Zeynep Beşerler: Nazik kadın gibi görünsem de maçta küfrederim

Zeynep Beşerler: Nazik kadın gibi görünsem de maçta küfrederim

Kadınlığı, kibarlığı beceremiyorum. Dünyanın en nazik kadını gibi görünsem de, maça gittiğinde küfreden bir tipim..

Zeynep Beşerler hareketli, hayatın tadını çıkartmayı bilen, kural tanımaz, doğru bildiğinin peşinden koşan genç bir kadın. “Kibar olmayı beceremiyorum” dese de, anne ve babasıyla birlikte doğum gününü kutlayacağı restorana beni davet edecek kadar nazik, içten biri... Ben Zeynep'i tanıdığıma çok sevindim. Bu röportajda bugüne kadar okuduklarınızdan çok farklı bir Zeynep bulacaksınız.
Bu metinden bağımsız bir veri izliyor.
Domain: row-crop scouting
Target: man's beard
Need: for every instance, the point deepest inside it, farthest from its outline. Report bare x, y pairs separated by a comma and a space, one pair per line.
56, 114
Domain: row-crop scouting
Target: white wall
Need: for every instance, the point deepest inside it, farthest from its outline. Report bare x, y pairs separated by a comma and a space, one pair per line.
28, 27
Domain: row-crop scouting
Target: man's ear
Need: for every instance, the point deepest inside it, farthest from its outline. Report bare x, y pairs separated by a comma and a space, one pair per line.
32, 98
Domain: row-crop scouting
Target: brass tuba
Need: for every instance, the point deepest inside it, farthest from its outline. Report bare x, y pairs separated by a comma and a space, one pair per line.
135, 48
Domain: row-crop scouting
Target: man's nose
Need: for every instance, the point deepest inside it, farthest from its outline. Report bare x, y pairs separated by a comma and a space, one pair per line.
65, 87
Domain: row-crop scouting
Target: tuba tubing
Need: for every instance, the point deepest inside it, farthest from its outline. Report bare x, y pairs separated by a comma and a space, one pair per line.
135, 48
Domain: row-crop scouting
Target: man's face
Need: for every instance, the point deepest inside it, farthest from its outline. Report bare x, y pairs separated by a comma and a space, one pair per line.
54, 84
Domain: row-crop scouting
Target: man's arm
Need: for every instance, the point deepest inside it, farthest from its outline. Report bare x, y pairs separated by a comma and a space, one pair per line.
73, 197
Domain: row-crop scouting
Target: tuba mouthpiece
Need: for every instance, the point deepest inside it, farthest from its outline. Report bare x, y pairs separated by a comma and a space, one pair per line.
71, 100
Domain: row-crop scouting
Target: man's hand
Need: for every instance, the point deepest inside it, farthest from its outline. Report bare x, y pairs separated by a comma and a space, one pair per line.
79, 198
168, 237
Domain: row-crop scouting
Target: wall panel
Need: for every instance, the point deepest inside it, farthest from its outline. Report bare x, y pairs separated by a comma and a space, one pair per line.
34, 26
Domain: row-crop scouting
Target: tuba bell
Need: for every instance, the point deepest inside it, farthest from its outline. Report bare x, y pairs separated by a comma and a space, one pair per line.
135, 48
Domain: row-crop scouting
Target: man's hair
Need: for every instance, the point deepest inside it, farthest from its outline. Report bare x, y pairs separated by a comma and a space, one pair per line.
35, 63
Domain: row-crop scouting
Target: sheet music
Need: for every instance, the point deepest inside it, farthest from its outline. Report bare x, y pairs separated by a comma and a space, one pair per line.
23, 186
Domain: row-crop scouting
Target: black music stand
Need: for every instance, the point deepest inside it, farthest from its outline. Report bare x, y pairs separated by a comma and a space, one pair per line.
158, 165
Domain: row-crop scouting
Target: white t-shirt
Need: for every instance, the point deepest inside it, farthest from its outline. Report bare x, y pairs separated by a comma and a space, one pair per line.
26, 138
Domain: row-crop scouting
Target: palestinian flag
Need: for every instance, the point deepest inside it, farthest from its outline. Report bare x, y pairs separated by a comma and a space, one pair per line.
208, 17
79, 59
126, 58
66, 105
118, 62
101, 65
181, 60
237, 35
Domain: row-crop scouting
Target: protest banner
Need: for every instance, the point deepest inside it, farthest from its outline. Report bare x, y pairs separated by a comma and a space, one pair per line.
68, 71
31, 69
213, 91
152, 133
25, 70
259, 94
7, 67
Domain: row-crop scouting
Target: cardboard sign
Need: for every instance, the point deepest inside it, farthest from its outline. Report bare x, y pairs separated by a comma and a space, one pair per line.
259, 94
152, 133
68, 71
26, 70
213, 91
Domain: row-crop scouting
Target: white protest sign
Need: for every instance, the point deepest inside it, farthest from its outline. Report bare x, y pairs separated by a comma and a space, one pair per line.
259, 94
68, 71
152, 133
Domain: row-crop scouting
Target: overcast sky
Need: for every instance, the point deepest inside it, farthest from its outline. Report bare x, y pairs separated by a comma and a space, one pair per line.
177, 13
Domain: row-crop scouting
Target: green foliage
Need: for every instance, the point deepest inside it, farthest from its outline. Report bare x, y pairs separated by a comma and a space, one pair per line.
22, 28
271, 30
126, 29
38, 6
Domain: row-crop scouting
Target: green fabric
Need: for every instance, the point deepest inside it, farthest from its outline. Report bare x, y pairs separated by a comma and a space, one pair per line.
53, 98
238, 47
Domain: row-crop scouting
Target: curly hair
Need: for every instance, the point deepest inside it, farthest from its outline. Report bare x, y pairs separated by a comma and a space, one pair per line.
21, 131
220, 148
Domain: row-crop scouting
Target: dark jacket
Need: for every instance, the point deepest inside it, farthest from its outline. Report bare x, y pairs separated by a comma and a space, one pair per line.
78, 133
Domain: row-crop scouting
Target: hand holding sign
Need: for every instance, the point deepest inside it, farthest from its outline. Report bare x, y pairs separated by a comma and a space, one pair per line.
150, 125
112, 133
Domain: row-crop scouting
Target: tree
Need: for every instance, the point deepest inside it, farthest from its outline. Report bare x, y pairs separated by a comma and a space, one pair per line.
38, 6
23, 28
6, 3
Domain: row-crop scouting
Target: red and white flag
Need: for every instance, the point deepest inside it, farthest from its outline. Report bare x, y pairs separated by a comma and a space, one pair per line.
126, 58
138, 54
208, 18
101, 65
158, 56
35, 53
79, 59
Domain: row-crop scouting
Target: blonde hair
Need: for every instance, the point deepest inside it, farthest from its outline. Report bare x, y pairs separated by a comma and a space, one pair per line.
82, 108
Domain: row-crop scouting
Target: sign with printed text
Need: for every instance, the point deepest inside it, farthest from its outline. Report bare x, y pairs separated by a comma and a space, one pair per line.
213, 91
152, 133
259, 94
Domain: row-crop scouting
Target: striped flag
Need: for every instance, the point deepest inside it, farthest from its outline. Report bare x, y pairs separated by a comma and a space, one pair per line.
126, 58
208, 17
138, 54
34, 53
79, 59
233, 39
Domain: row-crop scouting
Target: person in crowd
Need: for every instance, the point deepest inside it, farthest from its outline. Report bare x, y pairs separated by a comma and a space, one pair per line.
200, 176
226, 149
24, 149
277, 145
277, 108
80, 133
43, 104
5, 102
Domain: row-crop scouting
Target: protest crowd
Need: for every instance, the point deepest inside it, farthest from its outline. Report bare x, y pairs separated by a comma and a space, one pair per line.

Hikâyeniz İzmir'de başlıyor. Biraz çekirdek ailenizi anlatır mısınız?


Kız kardeşimle birlikte çok eğlenceli bir aile ortamında büyüdük. Baba avukat, anne bir ilaç firmasının temsilcisiydi. Ağaçların tepelerinden inmeyen, futbol oynayan, orasını burasını kıran, küfür eden yaramaz bir çocuktum. Hatta bu yüzden arkadaşlarım bana “Zeynel” derdi.

Sahi mi?

Evet. Şarkıcı Sıla çocukluk arkadaşımdır. Beraber büyüdük, İstanbul'a da beraber geldik. Onun da lakabı “Sılahattin Abi”dir.

Komikmiş. Peki sonra?

Kötü bir öğrenci, sosyal bir gençtim. Voleybol, tenis oynardım, bale yapardım. Üniversitede Fransız Dili ve Edebiyatı'nı kazandığımda “Annem. Kızım doğruyu söyle, üniversite sınavında kopya mı çektin?” diye sordu. O kadar ümidi kesmişler benden... Üniversiteye girmekteki amacım da kendimi İstanbul'a atmaktı.

Neden İstanbul?

Eğlence olsun, aynı bölümü kazandığım yakın arkadaşlarımla gezelim tozalım diye... Yoksa kariyer yapmak filan gibi şeyler yok kafamda. Hayatım boyunca “büyüyünce şunu olacağım” demedim. Üniversitede okurken de ne olmak istediğimi bilmiyordum. Tek bildiğim masa başı bir iş istemediğimdi. Çok enerjik bir tipim çünkü...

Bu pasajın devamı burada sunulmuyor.